Он спрятал невзрачные камешки в карман брюк и подхватил карабин.
— Айда!
Они встретили еще три или четыре шурфа, выбитых кем-то прямо у тропы. Можно было предположить, что в глубине леса шурфов еще больше. Теперь Пермяк то и дело останавливался, подбирая то один подозрительный камешек, то сразу пригоршню, так что через каких-нибудь полчаса карманы его штанов разбухли, как у маленького мальчика, повсюду таскающего за собой свои сокровища — катушки от ниток, гайки, шурупы, сломанные игрушечные автомобильчики и прочий хлам. Выглядел Пермяк настоящим именинником, и было отчего: если собранные им камни и впрямь были самоцветами, его, несомненно, ждала слава первооткрывателя богатого месторождения. Даже Гоша Зарубин, безнадежно далекий от геологии, понимал, что если драгоценные камни можно вот так запросто собирать прямо у себя под ногами, то по науке, промышленным способом их можно будет добывать тоннами.

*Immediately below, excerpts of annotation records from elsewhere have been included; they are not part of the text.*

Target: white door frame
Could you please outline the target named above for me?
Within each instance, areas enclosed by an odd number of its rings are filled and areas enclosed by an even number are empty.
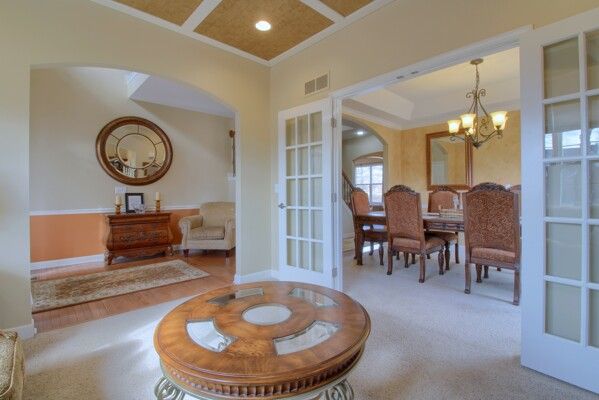
[[[295,118],[299,115],[310,115],[312,113],[322,112],[322,128],[321,128],[321,149],[322,149],[322,242],[323,242],[323,265],[322,273],[311,270],[305,270],[298,267],[290,267],[287,264],[287,144],[286,144],[286,126],[285,121],[290,118]],[[277,136],[278,136],[278,227],[279,227],[279,276],[281,280],[293,280],[308,282],[317,285],[335,287],[336,272],[339,270],[334,263],[334,245],[328,245],[333,243],[333,213],[334,204],[331,202],[334,199],[331,190],[333,185],[331,183],[331,171],[332,166],[332,135],[331,130],[332,120],[332,103],[330,98],[314,101],[311,103],[303,104],[297,107],[293,107],[287,110],[279,111],[277,115]],[[309,142],[311,142],[311,138]],[[310,157],[310,156],[309,156]],[[310,162],[310,161],[309,161]],[[296,165],[295,168],[298,168]],[[294,174],[298,179],[297,171]],[[311,184],[309,192],[311,193]],[[311,195],[309,196],[311,198]],[[311,199],[309,200],[311,202]],[[297,206],[297,205],[296,205]],[[313,207],[310,205],[310,208]],[[309,222],[312,224],[312,221]]]
[[[580,88],[571,95],[544,98],[543,90],[543,46],[566,39],[578,38],[579,65],[586,66],[586,49],[581,32],[599,28],[599,8],[575,15],[530,32],[522,39],[521,81],[522,104],[522,285],[526,293],[522,296],[522,365],[547,375],[599,393],[599,349],[589,343],[590,313],[589,290],[599,289],[599,284],[590,283],[589,225],[587,201],[588,164],[586,153],[587,97],[599,95],[599,90],[584,90],[586,69],[580,72]],[[547,159],[543,154],[544,104],[556,103],[564,99],[580,99],[581,155]],[[527,134],[528,133],[528,134]],[[548,162],[574,161],[581,163],[581,206],[580,218],[546,217],[545,213],[545,165]],[[527,189],[528,188],[528,189]],[[530,190],[538,188],[538,190]],[[580,225],[581,234],[581,276],[580,279],[567,279],[552,276],[546,272],[546,222],[573,223]],[[546,287],[545,282],[579,287],[580,298],[580,341],[570,341],[546,333]],[[585,329],[586,328],[586,329]]]
[[[341,179],[341,136],[342,136],[342,103],[344,99],[356,96],[358,94],[368,93],[374,90],[381,89],[389,84],[406,81],[420,75],[451,67],[456,64],[461,64],[470,61],[473,58],[484,57],[503,50],[508,50],[518,47],[520,44],[520,36],[532,31],[532,25],[525,25],[518,29],[494,36],[492,38],[473,43],[471,45],[461,47],[447,53],[431,57],[427,60],[408,65],[391,71],[389,73],[379,75],[372,79],[359,82],[331,93],[330,98],[333,101],[333,116],[336,120],[336,125],[333,127],[333,189],[332,192],[339,198],[342,192]],[[343,201],[337,201],[335,205],[334,223],[333,223],[333,243],[335,265],[338,266],[337,290],[343,290]]]

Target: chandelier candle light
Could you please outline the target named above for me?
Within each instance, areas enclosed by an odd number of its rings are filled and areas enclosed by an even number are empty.
[[[501,139],[503,130],[505,129],[505,122],[507,121],[506,111],[495,111],[489,114],[481,103],[481,98],[487,94],[484,88],[478,88],[480,82],[478,65],[482,62],[482,58],[470,61],[470,64],[476,68],[476,85],[474,89],[466,93],[466,98],[472,99],[472,105],[470,105],[468,112],[460,115],[460,119],[447,121],[452,141],[456,139],[469,141],[477,149],[494,136]],[[460,132],[460,125],[466,134],[464,138],[457,135]]]

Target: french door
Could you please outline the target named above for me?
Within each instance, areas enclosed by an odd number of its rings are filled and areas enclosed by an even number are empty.
[[[333,287],[332,103],[279,113],[279,279]]]
[[[522,364],[599,393],[599,9],[520,44]]]

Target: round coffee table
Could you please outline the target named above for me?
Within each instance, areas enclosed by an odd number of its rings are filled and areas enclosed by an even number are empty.
[[[351,400],[348,373],[370,334],[347,295],[295,282],[232,285],[197,296],[156,328],[159,400]]]

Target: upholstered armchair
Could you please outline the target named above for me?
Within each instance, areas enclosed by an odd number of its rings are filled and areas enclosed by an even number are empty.
[[[181,248],[185,256],[189,250],[224,250],[235,247],[235,203],[204,203],[200,214],[179,220]]]
[[[489,266],[514,270],[514,300],[520,303],[520,221],[518,194],[495,183],[481,183],[464,195],[466,288],[470,293],[470,264],[476,282]]]
[[[385,193],[385,214],[388,232],[387,275],[393,273],[393,254],[403,252],[405,267],[408,268],[408,254],[420,255],[420,278],[425,279],[425,256],[438,253],[439,274],[443,275],[445,241],[424,232],[420,194],[404,185],[393,186]]]
[[[379,244],[379,263],[384,264],[385,250],[383,243],[387,241],[387,230],[380,225],[361,225],[356,221],[356,216],[360,214],[368,214],[370,212],[370,201],[368,194],[360,188],[354,188],[351,192],[351,211],[354,218],[354,247],[355,257],[360,263],[358,252],[363,251],[361,243],[370,242],[370,255],[374,253],[374,242]],[[360,240],[362,238],[363,240]]]

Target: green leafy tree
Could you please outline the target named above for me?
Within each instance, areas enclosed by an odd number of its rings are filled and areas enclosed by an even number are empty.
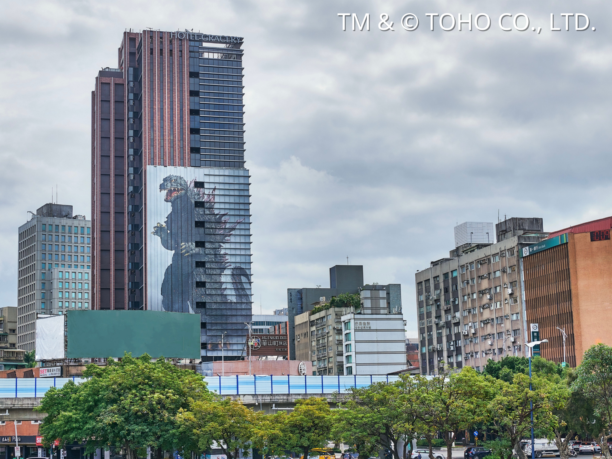
[[[33,368],[36,366],[36,349],[32,349],[29,352],[24,353],[23,362],[27,365],[27,368]]]
[[[331,439],[331,411],[325,398],[311,397],[296,401],[295,408],[283,419],[281,435],[286,449],[304,458],[313,448]]]
[[[496,395],[488,404],[489,415],[498,431],[510,442],[519,459],[526,459],[520,442],[531,428],[529,403],[533,403],[536,427],[554,425],[556,422],[547,402],[550,384],[545,378],[534,376],[530,390],[529,376],[521,373],[514,375],[512,384],[501,379],[496,381]]]
[[[594,435],[606,459],[610,459],[608,439],[612,438],[612,348],[600,343],[591,346],[577,370],[578,378],[572,384],[590,401],[597,418],[598,431]]]
[[[338,296],[332,297],[329,303],[315,306],[312,308],[312,313],[316,314],[330,308],[345,308],[350,306],[356,309],[361,306],[361,298],[359,293],[341,293]]]
[[[491,455],[488,457],[488,459],[512,459],[512,444],[506,437],[483,442],[479,446],[491,450]]]
[[[452,444],[459,432],[488,417],[487,408],[493,397],[494,379],[465,367],[458,373],[451,374],[447,368],[422,381],[422,385],[425,390],[419,395],[419,417],[425,427],[430,457],[433,459],[433,437],[439,431],[444,434],[447,454],[452,457]]]
[[[561,379],[563,369],[559,364],[535,356],[531,359],[531,372],[532,374],[558,381]],[[529,374],[529,359],[526,357],[516,356],[507,356],[497,361],[490,359],[485,365],[483,373],[496,379],[512,382],[517,373]]]
[[[359,308],[361,306],[361,298],[359,293],[341,293],[335,298],[329,300],[329,305],[332,308],[348,308],[352,306]]]
[[[188,438],[180,437],[177,414],[192,400],[212,397],[200,375],[163,358],[152,362],[146,354],[109,359],[106,367],[90,364],[83,375],[91,379],[51,387],[36,408],[47,413],[40,427],[45,446],[84,440],[87,453],[114,446],[128,459],[144,455],[147,446],[183,446]]]
[[[264,456],[285,454],[286,442],[283,435],[283,425],[286,413],[280,412],[266,414],[263,411],[255,411],[251,427],[251,441]]]
[[[257,417],[240,401],[229,397],[193,400],[176,416],[183,438],[205,451],[216,444],[228,459],[240,457],[240,450],[250,447],[252,428]]]
[[[414,379],[401,376],[392,384],[351,387],[348,394],[338,396],[342,409],[335,413],[334,438],[354,446],[360,458],[369,457],[381,448],[392,452],[396,459],[405,457],[408,442],[416,435],[412,392],[417,387]]]
[[[557,422],[556,425],[550,426],[552,431],[546,431],[544,436],[554,439],[561,459],[568,459],[570,442],[574,439],[577,432],[584,430],[584,423],[589,414],[592,417],[592,410],[581,391],[570,389],[571,382],[576,378],[573,371],[568,368],[564,375],[565,378],[548,392],[547,401]]]

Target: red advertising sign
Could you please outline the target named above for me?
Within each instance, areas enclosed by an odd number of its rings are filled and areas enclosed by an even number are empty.
[[[251,335],[247,337],[247,355],[250,352],[252,356],[286,356],[287,343],[286,335]]]

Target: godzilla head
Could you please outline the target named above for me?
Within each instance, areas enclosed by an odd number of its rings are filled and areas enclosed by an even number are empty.
[[[169,175],[163,179],[160,184],[159,191],[166,192],[166,197],[164,201],[170,203],[184,193],[186,193],[189,188],[187,181],[182,177],[177,175]]]

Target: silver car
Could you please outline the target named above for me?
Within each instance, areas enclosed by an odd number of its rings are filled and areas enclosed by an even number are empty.
[[[435,459],[446,459],[446,456],[439,451],[433,451],[432,452],[433,453]],[[419,453],[421,455],[421,459],[427,459],[429,457],[429,450],[423,449],[416,449],[412,451],[411,457],[412,459],[416,459],[416,458],[419,457]]]

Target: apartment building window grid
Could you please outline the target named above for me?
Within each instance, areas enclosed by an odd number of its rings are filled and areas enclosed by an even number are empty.
[[[69,217],[44,216],[58,209],[69,212]],[[81,276],[91,274],[91,222],[81,217],[72,218],[72,206],[45,204],[19,228],[16,331],[20,349],[34,348],[35,321],[39,314],[59,313],[59,295],[53,288],[53,269],[78,269]],[[69,252],[68,247],[77,247],[79,255]],[[75,297],[80,294],[83,303],[86,296],[89,303],[91,290],[81,286],[74,290]]]

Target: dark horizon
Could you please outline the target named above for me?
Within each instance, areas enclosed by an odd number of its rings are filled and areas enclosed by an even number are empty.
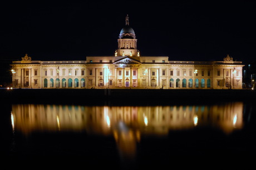
[[[129,15],[141,56],[255,61],[256,2],[6,2],[1,59],[85,60],[114,56]]]

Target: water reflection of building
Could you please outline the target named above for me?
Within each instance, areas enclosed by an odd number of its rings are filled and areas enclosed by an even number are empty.
[[[118,129],[166,135],[169,131],[211,126],[227,132],[243,125],[242,103],[214,106],[82,106],[14,104],[16,130],[86,131],[110,134]],[[145,129],[146,128],[146,130]]]
[[[15,132],[80,132],[112,136],[125,159],[136,156],[141,136],[168,135],[170,131],[211,127],[227,133],[243,126],[243,103],[213,106],[82,106],[14,104]]]

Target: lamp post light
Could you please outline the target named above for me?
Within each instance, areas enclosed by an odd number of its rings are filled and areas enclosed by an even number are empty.
[[[15,71],[13,69],[12,69],[11,71],[12,73],[12,86],[14,87],[14,74],[16,73],[16,72],[15,72]]]

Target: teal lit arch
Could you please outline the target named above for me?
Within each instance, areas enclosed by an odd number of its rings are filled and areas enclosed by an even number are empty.
[[[193,80],[192,78],[189,79],[189,87],[193,87]]]
[[[182,80],[182,87],[186,87],[186,79],[185,78],[183,78]]]
[[[60,87],[60,79],[59,78],[56,78],[56,87],[57,88]]]
[[[66,78],[62,78],[62,87],[66,87]]]
[[[53,87],[53,79],[51,78],[50,79],[50,87]]]
[[[43,80],[43,87],[47,87],[48,86],[48,81],[47,78],[45,78]]]
[[[180,81],[179,78],[176,79],[176,87],[180,87]]]
[[[201,79],[201,88],[204,88],[205,87],[205,81],[204,81],[204,78],[202,78]]]
[[[195,79],[195,87],[198,88],[199,87],[199,81],[198,80],[198,78]]]
[[[74,81],[75,82],[75,87],[78,87],[79,85],[79,81],[77,78],[76,78]]]
[[[72,78],[68,78],[67,81],[68,87],[72,87]]]
[[[81,87],[85,87],[85,79],[83,78],[81,79]]]
[[[210,78],[207,79],[207,88],[211,88],[211,79]]]
[[[170,79],[170,87],[174,87],[174,80],[173,78]]]

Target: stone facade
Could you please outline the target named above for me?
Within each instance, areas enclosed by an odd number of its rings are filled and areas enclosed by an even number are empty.
[[[13,61],[13,86],[27,88],[242,89],[242,62],[169,61],[141,56],[129,18],[113,56],[85,61],[33,61],[27,54]]]

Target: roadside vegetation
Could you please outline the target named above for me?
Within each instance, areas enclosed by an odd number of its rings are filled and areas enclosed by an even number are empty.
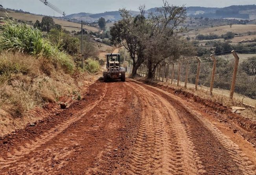
[[[142,63],[147,67],[147,78],[152,78],[160,63],[169,63],[182,55],[196,55],[193,44],[178,34],[186,19],[184,6],[171,6],[164,1],[163,7],[147,17],[145,6],[139,9],[136,16],[120,10],[122,19],[110,30],[112,43],[124,47],[133,60],[132,76]]]
[[[46,26],[46,35],[42,29],[11,19],[3,22],[0,27],[1,115],[21,117],[36,107],[57,102],[61,97],[79,90],[87,71],[94,73],[99,69],[93,58],[86,61],[85,70],[80,68],[79,35]],[[90,40],[85,38],[84,43],[85,50],[90,48],[83,56],[87,60],[97,51]]]

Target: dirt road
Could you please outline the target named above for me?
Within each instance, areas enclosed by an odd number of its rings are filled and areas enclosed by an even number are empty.
[[[0,140],[0,174],[256,174],[255,148],[214,111],[131,80],[88,90]]]

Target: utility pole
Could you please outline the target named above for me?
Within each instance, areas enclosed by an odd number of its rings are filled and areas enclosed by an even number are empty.
[[[81,20],[81,33],[82,34],[82,45],[81,46],[81,52],[82,53],[82,69],[83,69],[83,20]]]

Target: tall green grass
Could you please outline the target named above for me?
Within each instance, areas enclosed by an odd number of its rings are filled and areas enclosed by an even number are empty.
[[[98,61],[91,59],[86,60],[85,69],[91,73],[95,73],[99,70],[100,65]]]
[[[12,51],[46,57],[67,73],[73,72],[75,65],[71,57],[43,38],[41,31],[9,19],[4,23],[0,32],[0,52]]]
[[[0,34],[0,51],[17,51],[34,56],[51,56],[50,45],[44,40],[40,30],[10,20],[4,23]]]

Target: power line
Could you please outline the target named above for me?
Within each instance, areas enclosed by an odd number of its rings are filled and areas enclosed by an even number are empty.
[[[65,15],[66,15],[66,14],[65,14],[65,12],[64,11],[63,11],[63,11],[61,10],[60,10],[57,7],[54,6],[52,4],[51,4],[47,0],[39,0],[42,2],[43,3],[44,3],[44,5],[49,7],[51,9],[52,9],[56,12],[62,14],[64,16],[65,16]]]

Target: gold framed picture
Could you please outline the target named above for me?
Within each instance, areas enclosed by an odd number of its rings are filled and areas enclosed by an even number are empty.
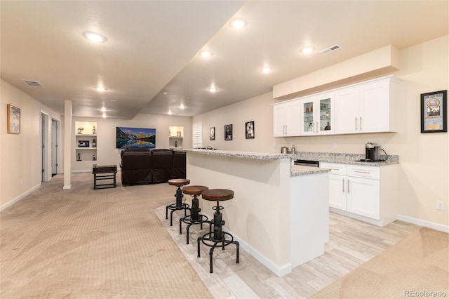
[[[20,108],[8,104],[8,133],[20,133]]]

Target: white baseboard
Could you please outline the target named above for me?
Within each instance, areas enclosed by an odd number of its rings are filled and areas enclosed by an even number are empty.
[[[231,232],[228,232],[231,233]],[[244,249],[246,252],[250,254],[254,258],[257,260],[262,264],[264,266],[267,267],[273,273],[279,276],[279,277],[282,277],[284,275],[287,275],[292,272],[292,265],[290,263],[285,264],[282,266],[279,266],[278,265],[274,264],[270,259],[267,258],[265,255],[260,253],[259,251],[255,250],[252,246],[249,246],[248,243],[244,241],[242,241],[240,238],[239,238],[235,234],[232,234],[234,238],[236,241],[239,241],[240,244],[240,247]]]
[[[203,215],[207,216],[209,219],[213,219],[213,216],[210,217],[210,215],[208,215],[207,213],[203,213]],[[250,246],[247,242],[243,241],[241,238],[239,237],[239,236],[236,235],[234,233],[229,230],[227,227],[223,227],[223,230],[232,234],[232,236],[234,237],[234,239],[239,241],[239,245],[240,246],[240,247],[241,247],[242,249],[244,249],[246,252],[250,254],[251,256],[257,260],[261,264],[267,267],[273,273],[274,273],[279,277],[282,277],[283,276],[287,275],[288,274],[292,272],[291,263],[288,263],[282,266],[279,266],[279,265],[273,263],[272,260],[267,258],[257,250]]]
[[[413,218],[412,217],[408,217],[403,215],[398,215],[398,220],[449,233],[449,226],[448,225],[443,225],[438,223],[431,222],[430,221],[422,220],[421,219]]]
[[[26,197],[27,195],[28,195],[29,194],[30,194],[33,191],[36,190],[37,189],[39,189],[40,187],[41,187],[41,184],[36,185],[36,186],[33,187],[32,188],[31,188],[28,191],[21,194],[20,195],[19,195],[18,197],[15,197],[13,200],[10,201],[9,202],[7,202],[6,204],[5,204],[3,206],[0,206],[0,211],[4,210],[5,208],[8,208],[10,206],[12,206],[13,204],[15,204],[16,202],[18,202],[20,199],[22,199],[25,197]]]

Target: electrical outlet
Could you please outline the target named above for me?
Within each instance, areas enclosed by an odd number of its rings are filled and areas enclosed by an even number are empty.
[[[442,200],[437,200],[436,201],[436,209],[437,210],[441,210],[441,211],[444,211],[444,201],[443,201]]]

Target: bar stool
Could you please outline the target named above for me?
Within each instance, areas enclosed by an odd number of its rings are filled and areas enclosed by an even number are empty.
[[[170,226],[173,225],[173,212],[178,210],[184,210],[184,216],[187,215],[187,210],[189,210],[189,204],[182,203],[182,190],[181,190],[181,187],[185,185],[189,185],[190,183],[190,180],[187,180],[185,178],[173,178],[171,180],[168,180],[168,185],[174,185],[177,187],[177,190],[176,190],[176,193],[175,194],[175,197],[176,197],[176,202],[175,204],[171,204],[166,206],[166,219],[168,219],[168,210],[171,210],[170,212]]]
[[[208,223],[209,231],[210,231],[212,223],[208,221],[207,216],[199,214],[201,209],[199,208],[199,201],[198,200],[198,196],[201,195],[203,191],[206,191],[209,188],[206,186],[196,185],[187,186],[182,188],[182,192],[184,192],[185,194],[189,194],[193,197],[193,199],[192,199],[190,215],[182,218],[180,218],[180,234],[182,234],[182,222],[187,224],[187,227],[186,229],[187,233],[187,244],[189,244],[189,229],[192,225],[199,224],[201,229],[203,230],[203,223]]]
[[[224,225],[224,221],[222,219],[222,214],[220,210],[222,206],[220,206],[220,201],[229,200],[234,198],[234,191],[227,189],[209,189],[208,190],[201,192],[203,199],[208,201],[217,201],[217,206],[213,206],[212,209],[215,211],[213,214],[213,232],[209,232],[203,237],[198,237],[198,257],[200,258],[200,242],[204,245],[210,247],[209,250],[209,260],[210,264],[210,273],[213,273],[213,265],[212,260],[212,255],[215,247],[221,247],[224,250],[224,247],[229,244],[236,244],[237,248],[237,259],[236,263],[239,264],[239,248],[240,245],[237,241],[234,241],[234,237],[229,232],[223,232],[222,226]],[[227,239],[226,237],[228,237]]]

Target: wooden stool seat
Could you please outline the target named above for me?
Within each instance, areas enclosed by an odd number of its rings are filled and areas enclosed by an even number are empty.
[[[168,185],[173,186],[184,186],[185,185],[190,184],[190,180],[185,178],[173,178],[168,180]]]
[[[201,192],[203,199],[222,201],[234,198],[234,191],[227,189],[209,189]]]
[[[208,190],[208,189],[209,188],[206,186],[186,186],[182,188],[182,192],[184,192],[185,194],[189,195],[200,195],[203,191]]]
[[[189,204],[182,202],[182,190],[181,190],[181,187],[185,185],[190,184],[190,180],[187,180],[185,178],[172,178],[168,180],[168,185],[171,185],[173,186],[177,187],[177,190],[176,190],[176,193],[175,194],[175,197],[176,198],[176,202],[175,204],[171,204],[166,206],[166,219],[168,219],[168,210],[171,210],[170,212],[170,226],[173,225],[173,212],[178,210],[184,210],[184,216],[187,216],[187,213],[186,212],[187,210],[189,210]]]
[[[208,223],[209,232],[211,231],[212,223],[208,221],[207,216],[199,213],[201,209],[199,208],[199,201],[198,200],[198,197],[201,195],[201,192],[208,189],[209,188],[206,186],[199,185],[186,186],[182,188],[182,192],[185,194],[189,194],[193,197],[192,199],[192,207],[189,209],[190,215],[180,219],[180,234],[182,234],[182,222],[187,225],[186,228],[187,244],[189,244],[189,230],[192,225],[199,224],[200,225],[200,228],[203,230],[203,223]]]
[[[216,247],[221,247],[224,250],[224,247],[230,244],[234,244],[236,249],[237,258],[236,263],[240,263],[239,259],[239,250],[240,244],[238,241],[234,239],[234,236],[229,232],[223,230],[223,225],[224,225],[224,220],[222,218],[222,214],[220,212],[224,208],[220,206],[220,201],[225,200],[229,200],[234,198],[234,191],[229,190],[227,189],[209,189],[208,190],[203,191],[201,192],[201,197],[203,199],[208,201],[214,201],[217,202],[215,206],[213,206],[212,209],[215,211],[213,214],[213,220],[210,220],[211,224],[213,225],[213,232],[209,230],[209,232],[199,237],[196,242],[198,244],[198,257],[201,257],[200,244],[203,243],[204,245],[210,247],[209,250],[209,263],[210,270],[210,273],[213,273],[213,260],[212,255],[213,255],[213,250]]]

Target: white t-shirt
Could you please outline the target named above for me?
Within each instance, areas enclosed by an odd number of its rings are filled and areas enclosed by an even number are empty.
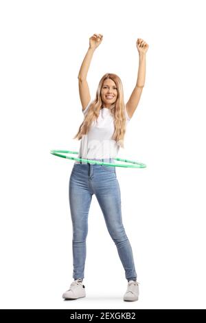
[[[87,107],[82,111],[85,116],[90,104],[93,100],[91,100]],[[130,120],[125,108],[126,125]],[[108,108],[103,107],[100,110],[100,115],[97,122],[94,120],[91,124],[87,135],[83,135],[81,139],[80,148],[78,158],[99,159],[116,157],[119,146],[116,141],[112,140],[115,131],[113,117]],[[76,161],[75,164],[79,164]]]

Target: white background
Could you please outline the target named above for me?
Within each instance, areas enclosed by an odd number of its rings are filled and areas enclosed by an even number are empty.
[[[1,1],[1,307],[205,309],[205,14],[203,1]],[[94,195],[84,282],[72,278],[69,179],[83,120],[78,75],[94,33],[103,34],[87,80],[106,72],[127,102],[136,84],[137,38],[146,76],[117,168],[122,217],[135,257],[138,302]]]

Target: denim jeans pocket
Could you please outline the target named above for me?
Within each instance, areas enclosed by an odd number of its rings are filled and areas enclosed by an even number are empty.
[[[116,177],[116,169],[115,166],[110,166],[106,165],[100,165],[102,168],[105,170],[107,173],[115,174]]]

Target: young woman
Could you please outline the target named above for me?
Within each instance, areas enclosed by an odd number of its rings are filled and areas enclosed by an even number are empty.
[[[82,140],[79,158],[115,163],[114,158],[117,157],[119,146],[124,148],[126,125],[137,107],[144,86],[146,53],[148,45],[141,38],[137,41],[139,56],[137,80],[125,106],[122,81],[114,74],[108,73],[102,76],[96,97],[91,100],[87,75],[92,56],[102,38],[102,34],[97,34],[89,38],[89,48],[79,72],[79,92],[84,118],[74,138]],[[132,248],[122,220],[121,195],[115,167],[78,161],[73,164],[69,179],[74,280],[62,298],[74,299],[86,296],[82,282],[88,214],[93,194],[125,270],[128,286],[123,299],[137,300],[139,285]]]

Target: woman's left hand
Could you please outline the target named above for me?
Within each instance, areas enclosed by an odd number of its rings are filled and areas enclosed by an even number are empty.
[[[139,52],[139,54],[146,54],[149,47],[149,45],[141,38],[138,38],[136,42],[136,45]]]

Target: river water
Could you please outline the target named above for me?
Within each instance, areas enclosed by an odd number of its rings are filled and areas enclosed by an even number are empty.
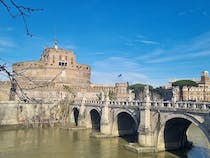
[[[91,130],[69,131],[43,128],[0,132],[0,158],[209,158],[206,137],[190,126],[191,150],[135,154],[127,151],[123,138],[90,138]]]

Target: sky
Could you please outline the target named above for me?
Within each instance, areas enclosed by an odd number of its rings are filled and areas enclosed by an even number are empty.
[[[57,39],[59,48],[73,50],[78,63],[91,66],[95,84],[156,87],[210,71],[209,0],[16,2],[43,10],[26,17],[30,37],[21,17],[12,18],[0,4],[0,64],[9,68],[38,61]]]

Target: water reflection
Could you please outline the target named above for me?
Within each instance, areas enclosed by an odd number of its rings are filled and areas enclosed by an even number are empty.
[[[177,158],[210,157],[208,141],[201,131],[190,127],[187,135],[195,142],[189,151],[135,154],[124,149],[122,138],[90,138],[91,131],[26,129],[0,132],[1,158]]]

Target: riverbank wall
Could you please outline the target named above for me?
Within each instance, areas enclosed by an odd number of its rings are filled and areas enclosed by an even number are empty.
[[[55,103],[21,103],[0,101],[0,127],[30,126],[59,120],[59,107]]]

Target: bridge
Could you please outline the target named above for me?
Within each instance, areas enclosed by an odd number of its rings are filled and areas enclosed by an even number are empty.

Потом Пермяк вдруг остановился и, стаскивая с плеча чехол с карабином, длинно выругался матом.
Гоша поднял глаза и отпрянул. Прямо у тропы на вбитом в землю шесте торчал, скаля серо-желтые зубы, череп какого-то крупного животного — коровы, а может быть, и лося. Ниже черепа к столбу была прикреплена ржавая табличка, отодранная, по всей видимости, с какой-то трансформаторной будки, — человеческий череп на фоне перекрещенных костей. Табличка была вся побита ржавчиной, а кое-где ее вообще проело насквозь, из чего следовало, что висит она тут далеко не первый год.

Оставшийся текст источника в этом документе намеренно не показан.